In a PWR, the primary coolant loop is pressurised so the water does not boil, and heat exchangers called steam generators are used to transmit heat to a secondary coolant which is allowed to boil to produce steam either for warship propulsion or for electricity generation. Waste heat from small PWRs has also been used for heating in polar regions.
This is the most common type of nuclear power reactor. More than 230 are in use to generate electric power, and several hundred more for naval propulsion. The design originated as a nuclear submarine power plant.

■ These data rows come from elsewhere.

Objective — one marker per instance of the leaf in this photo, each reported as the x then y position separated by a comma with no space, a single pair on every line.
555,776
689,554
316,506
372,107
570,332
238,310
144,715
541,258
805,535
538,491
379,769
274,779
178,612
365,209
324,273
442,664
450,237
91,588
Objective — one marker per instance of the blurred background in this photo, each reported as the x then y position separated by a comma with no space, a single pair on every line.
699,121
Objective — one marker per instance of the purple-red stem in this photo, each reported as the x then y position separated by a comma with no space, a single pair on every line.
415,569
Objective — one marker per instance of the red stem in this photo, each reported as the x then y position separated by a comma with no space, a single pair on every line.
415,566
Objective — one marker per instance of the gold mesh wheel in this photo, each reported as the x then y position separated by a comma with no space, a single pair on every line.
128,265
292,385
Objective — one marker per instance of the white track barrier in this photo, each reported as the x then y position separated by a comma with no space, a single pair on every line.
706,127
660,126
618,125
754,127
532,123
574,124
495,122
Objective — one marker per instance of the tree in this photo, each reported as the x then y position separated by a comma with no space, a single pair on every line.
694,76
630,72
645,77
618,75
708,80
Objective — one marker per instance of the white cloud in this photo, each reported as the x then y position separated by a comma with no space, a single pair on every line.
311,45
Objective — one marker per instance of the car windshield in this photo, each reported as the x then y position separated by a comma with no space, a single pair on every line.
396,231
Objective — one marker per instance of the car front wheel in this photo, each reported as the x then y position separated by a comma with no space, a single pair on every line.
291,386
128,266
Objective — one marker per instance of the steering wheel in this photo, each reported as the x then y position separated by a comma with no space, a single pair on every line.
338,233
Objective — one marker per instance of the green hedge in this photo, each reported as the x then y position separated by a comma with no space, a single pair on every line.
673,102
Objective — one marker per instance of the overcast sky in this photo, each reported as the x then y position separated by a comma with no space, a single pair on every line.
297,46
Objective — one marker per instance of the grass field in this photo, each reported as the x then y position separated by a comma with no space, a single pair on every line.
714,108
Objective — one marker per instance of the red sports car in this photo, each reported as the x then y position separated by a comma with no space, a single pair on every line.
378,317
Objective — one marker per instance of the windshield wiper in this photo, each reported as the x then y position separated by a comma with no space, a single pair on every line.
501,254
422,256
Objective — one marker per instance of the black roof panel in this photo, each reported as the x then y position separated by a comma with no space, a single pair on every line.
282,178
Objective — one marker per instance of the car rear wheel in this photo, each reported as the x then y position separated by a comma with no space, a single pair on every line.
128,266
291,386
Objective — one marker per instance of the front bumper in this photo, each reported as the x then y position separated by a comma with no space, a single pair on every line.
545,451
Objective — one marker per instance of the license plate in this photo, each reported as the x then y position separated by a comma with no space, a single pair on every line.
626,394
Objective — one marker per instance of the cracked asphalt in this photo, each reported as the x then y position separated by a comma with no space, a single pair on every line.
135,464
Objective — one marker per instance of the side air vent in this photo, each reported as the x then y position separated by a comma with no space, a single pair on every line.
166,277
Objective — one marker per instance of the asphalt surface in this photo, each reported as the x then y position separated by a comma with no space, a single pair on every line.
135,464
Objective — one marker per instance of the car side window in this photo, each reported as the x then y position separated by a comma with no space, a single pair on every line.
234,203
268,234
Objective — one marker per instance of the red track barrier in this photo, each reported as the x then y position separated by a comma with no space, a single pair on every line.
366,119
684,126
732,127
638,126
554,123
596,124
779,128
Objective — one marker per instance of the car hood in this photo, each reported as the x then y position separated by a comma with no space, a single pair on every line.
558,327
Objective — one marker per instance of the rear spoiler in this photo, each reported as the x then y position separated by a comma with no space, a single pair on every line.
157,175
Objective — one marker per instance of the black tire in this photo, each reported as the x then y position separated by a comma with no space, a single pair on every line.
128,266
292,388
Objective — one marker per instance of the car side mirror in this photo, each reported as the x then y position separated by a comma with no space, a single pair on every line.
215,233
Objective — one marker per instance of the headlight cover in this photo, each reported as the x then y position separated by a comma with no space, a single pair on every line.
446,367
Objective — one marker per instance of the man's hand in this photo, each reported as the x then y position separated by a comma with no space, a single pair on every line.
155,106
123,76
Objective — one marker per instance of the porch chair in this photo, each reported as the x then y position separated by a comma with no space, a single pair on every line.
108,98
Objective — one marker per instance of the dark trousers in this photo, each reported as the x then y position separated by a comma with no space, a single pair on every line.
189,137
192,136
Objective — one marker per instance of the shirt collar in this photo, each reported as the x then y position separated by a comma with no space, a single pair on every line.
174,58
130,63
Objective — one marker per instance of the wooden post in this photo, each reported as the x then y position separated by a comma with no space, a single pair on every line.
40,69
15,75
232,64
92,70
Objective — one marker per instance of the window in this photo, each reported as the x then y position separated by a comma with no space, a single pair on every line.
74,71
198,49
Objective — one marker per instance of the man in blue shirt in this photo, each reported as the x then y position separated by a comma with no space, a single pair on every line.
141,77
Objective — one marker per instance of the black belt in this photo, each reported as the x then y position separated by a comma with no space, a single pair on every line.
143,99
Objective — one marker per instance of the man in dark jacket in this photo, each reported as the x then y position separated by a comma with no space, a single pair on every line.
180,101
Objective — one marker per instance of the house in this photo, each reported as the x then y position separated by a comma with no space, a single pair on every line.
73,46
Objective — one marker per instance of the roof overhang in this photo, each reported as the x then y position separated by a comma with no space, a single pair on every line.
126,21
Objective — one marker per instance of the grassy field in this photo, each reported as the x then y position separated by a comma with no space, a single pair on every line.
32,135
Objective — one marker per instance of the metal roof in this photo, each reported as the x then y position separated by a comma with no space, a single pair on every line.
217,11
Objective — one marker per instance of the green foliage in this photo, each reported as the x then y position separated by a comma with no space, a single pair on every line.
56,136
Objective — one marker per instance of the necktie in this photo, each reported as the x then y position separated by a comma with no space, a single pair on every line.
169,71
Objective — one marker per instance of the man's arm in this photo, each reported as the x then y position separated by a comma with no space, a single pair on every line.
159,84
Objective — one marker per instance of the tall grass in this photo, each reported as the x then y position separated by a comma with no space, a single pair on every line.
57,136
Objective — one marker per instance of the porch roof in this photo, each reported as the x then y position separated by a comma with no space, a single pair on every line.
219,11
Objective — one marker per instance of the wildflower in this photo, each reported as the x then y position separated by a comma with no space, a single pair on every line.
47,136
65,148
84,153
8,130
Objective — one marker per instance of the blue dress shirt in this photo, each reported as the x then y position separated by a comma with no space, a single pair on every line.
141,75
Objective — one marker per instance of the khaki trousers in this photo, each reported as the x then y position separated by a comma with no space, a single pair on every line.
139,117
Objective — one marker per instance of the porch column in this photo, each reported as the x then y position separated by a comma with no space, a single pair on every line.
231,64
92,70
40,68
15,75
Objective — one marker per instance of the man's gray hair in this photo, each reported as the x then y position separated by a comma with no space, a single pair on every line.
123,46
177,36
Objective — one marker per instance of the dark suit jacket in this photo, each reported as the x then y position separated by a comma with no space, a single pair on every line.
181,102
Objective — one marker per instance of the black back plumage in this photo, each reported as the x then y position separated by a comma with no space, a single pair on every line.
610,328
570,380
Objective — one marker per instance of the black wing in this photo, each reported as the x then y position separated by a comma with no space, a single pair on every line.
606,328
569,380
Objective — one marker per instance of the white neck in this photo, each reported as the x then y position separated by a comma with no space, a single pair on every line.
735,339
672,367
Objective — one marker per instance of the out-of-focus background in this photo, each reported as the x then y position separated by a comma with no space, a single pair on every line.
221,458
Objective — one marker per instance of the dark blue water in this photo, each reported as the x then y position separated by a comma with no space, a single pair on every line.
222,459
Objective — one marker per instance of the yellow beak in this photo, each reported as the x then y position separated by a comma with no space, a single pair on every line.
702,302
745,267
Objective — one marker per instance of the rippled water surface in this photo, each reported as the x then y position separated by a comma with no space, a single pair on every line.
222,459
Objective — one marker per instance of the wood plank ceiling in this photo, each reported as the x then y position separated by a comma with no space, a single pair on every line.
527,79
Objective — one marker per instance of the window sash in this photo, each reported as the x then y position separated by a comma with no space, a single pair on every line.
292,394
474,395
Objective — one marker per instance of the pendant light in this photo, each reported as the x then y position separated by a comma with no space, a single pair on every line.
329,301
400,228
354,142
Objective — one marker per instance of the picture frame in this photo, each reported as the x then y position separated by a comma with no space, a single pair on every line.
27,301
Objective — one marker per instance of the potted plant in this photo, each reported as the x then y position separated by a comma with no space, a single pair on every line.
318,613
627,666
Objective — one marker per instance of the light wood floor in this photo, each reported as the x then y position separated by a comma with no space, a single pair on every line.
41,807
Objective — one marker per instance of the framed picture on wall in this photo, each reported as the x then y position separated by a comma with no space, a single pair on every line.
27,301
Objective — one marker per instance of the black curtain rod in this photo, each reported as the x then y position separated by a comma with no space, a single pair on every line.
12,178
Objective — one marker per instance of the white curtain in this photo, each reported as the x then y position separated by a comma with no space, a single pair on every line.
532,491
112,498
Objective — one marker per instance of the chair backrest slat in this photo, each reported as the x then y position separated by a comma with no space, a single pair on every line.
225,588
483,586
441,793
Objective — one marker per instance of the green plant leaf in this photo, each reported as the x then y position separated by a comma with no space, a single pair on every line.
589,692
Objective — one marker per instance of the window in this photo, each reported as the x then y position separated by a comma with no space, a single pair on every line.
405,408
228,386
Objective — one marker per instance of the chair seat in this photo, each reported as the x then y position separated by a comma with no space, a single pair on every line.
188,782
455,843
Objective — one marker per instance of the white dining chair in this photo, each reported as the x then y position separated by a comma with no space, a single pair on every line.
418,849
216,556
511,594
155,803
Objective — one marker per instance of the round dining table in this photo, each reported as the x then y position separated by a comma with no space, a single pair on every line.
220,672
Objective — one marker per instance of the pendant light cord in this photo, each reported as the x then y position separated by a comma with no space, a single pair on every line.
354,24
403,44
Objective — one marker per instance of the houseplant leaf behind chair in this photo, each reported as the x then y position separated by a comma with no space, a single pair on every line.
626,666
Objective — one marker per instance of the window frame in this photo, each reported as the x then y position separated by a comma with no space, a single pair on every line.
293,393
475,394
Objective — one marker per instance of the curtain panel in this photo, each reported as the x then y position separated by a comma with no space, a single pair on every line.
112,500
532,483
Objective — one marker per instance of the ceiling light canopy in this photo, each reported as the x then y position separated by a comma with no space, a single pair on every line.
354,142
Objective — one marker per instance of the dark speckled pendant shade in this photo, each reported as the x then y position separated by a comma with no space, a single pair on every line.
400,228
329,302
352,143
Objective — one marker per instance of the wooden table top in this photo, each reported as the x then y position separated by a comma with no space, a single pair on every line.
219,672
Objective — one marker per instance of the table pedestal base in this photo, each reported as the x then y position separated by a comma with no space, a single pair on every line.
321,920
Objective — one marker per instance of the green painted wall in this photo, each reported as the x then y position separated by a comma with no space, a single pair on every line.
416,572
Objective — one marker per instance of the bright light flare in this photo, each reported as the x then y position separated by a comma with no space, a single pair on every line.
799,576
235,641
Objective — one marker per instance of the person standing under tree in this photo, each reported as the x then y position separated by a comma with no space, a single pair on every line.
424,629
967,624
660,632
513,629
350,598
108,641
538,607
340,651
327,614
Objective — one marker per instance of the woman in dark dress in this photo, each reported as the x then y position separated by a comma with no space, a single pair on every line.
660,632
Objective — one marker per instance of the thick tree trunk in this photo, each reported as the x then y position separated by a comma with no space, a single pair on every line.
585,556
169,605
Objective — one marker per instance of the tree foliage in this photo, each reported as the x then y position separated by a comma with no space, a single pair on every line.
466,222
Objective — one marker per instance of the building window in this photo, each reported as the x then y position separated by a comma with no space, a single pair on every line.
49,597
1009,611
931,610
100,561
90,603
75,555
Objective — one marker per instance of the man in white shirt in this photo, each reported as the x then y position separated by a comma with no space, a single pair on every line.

A key mechanism that controls any nuclear reactor is the rate at which fission events release neutrons. On average, each fission releases just over two neutrons with a lot of heat. When a neutron strikes a Uranium atom a further fission event can occur, and this can lead to a chain reaction. If all neutrons were released instantaneously, their number would grow very fast, resulting in the destruction of the fuel cells and a melt-down of the reactor. However, a small fraction of these neutrons are released over an extended period (perhaps one minute). This small, but crucial, delayed release permits the other control mechanisms (negative temperature co-efficient, human or computer manipulation of neutron-absorbing control rods, etc.) to have an effect.
Water in a PWR reactor core reaches about 325°C, only remaining liquid under about 150 times atmospheric pressure to prevent it boiling. Pressure is maintained by steam in a pressuriser. In the reactor core, the primary cooling circuit water is also the moderator, and if any of it turned to steam the fission reaction would slow down. This negative feedback effect is called a negative void coefficient and is one of the safety features of the PWR.
Many PWRs have a secondary shutdown system which involves injecting boron, a strong neutron absorber, into the primary circuit. Boron is also added to the primary cooling water during normal operation to allow more highly enriched fuel to be used, prolonging the fuel life. A drawback is that this makes the cooling water corrosive.
One disadvantage to this type of reactor is that radioactive decay continues to generate significant heat even after the fission reaction stops, possibly leading to nuclear meltdown if the reactor loses all coolant. PWR’s typically have extensive safety and backup systems to prevent this.
The secondary circuit is under less pressure than the primary. The secondary water boils in heat exchangers which generate steam. The steam drives the turbine to produce electricity, condenses into water and returns to the heat exchangers to be heated again.
A pressured water reactor was involved in the accident at Three Mile Island. Much of the research in civilian nuclear reactors has been targeted to improve their resilience even after extensive equipment failure.